Order. I am slightly worried that we are getting into a “you”, “you” exchange across the Chamber. As the Members know, they should speak through the Chair and when they say “you”, that means me. I think the Minister is trying to say “the shadow Secretary of State” and so on.
I do apologise, Madam Deputy Speaker. Obviously, I am speaking through you—but I apologise. I was getting carried away, because this is such an important point. It is important that if people have different ideas about how we run the economy, they should explain exactly what they are going to do and how they are going to pay for it. The cost of the measures that are being proposed is £25 billion a year, and that comes on top of other spending commitments that the Opposition have made, including £28 billion a year in green investment. Labour Members should be clear about what their plans would be, rather than just objecting.
I welcome the Minister’s commitment to being clear—so will he be clear and confirm that over this Parliament living standards are going to fall by 3%? That is the biggest hit to living standards on record. Will he be clear and confirm that that is the case?
As I said, there is no doubt that we have been through difficult times, but the hon.

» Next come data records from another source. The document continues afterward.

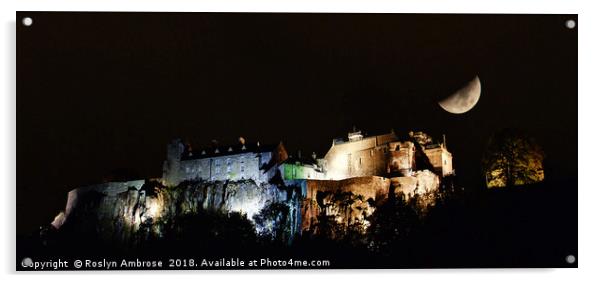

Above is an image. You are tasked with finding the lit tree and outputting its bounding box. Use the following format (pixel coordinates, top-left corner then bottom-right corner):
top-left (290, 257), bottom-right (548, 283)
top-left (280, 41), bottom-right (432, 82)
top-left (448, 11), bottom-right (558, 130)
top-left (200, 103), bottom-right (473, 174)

top-left (483, 129), bottom-right (544, 188)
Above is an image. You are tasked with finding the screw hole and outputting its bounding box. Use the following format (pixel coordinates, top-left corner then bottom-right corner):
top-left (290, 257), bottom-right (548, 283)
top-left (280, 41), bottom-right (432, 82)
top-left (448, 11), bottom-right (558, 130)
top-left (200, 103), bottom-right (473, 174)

top-left (23, 17), bottom-right (33, 27)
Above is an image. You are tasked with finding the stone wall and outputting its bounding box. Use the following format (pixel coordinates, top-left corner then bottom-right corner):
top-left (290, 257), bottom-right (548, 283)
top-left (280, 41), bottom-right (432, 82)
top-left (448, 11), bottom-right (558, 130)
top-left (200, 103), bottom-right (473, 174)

top-left (424, 148), bottom-right (454, 176)
top-left (301, 177), bottom-right (390, 233)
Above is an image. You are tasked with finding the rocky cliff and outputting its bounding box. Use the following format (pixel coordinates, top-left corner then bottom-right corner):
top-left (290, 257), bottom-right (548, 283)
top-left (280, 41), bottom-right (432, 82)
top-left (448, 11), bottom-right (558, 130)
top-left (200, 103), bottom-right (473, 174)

top-left (52, 170), bottom-right (439, 250)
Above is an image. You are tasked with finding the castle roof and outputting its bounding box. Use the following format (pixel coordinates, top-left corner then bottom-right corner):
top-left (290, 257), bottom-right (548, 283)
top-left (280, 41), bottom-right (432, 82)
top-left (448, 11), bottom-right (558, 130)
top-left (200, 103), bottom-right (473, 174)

top-left (182, 143), bottom-right (278, 160)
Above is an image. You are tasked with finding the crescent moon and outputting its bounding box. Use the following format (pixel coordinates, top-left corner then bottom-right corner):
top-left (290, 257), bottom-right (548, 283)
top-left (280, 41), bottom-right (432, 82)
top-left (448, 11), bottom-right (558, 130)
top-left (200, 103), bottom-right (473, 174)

top-left (439, 76), bottom-right (481, 114)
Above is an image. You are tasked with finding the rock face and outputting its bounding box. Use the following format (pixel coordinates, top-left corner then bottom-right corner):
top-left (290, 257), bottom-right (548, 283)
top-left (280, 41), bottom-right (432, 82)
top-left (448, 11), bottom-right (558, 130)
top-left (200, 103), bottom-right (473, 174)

top-left (52, 180), bottom-right (301, 246)
top-left (51, 170), bottom-right (439, 246)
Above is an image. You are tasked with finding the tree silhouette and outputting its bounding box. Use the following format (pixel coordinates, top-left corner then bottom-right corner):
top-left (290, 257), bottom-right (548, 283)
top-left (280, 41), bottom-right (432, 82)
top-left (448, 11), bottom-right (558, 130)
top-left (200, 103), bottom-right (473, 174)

top-left (482, 129), bottom-right (544, 188)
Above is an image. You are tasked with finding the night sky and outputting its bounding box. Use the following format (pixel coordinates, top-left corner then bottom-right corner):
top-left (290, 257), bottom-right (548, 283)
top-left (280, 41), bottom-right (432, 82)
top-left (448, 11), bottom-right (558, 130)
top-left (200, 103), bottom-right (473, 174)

top-left (17, 13), bottom-right (577, 233)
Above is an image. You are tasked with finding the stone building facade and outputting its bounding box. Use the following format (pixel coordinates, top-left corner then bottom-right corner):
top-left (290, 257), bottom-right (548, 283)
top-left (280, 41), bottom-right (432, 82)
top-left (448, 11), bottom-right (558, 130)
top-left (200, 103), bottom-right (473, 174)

top-left (320, 131), bottom-right (453, 180)
top-left (163, 140), bottom-right (288, 185)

Lady should look forward optimistically to the rise in the national living wage and the probability that inflation will be halved again by this time next year, having already been halved. She needs to take a more optimistic view about will happen in the economy next year. I am very optimistic that people will see better times ahead, which is what we all want to see, but the Government are realistic. We have spent £500 billion providing support, saving jobs and businesses, and helping people during covid and the cost of living crisis, but that money has to be paid back. The Opposition need to explain how they are going to do that, if they were ever given charge of the economy.
Small businesses also need protection from late payers, so that they can safeguard their precious time and resources. The measures in the autumn statement seek to achieve all that and more, transforming the fortunes of businesses up and down the country. The statement contains a multitude of measures that will give businesses easier access to investments.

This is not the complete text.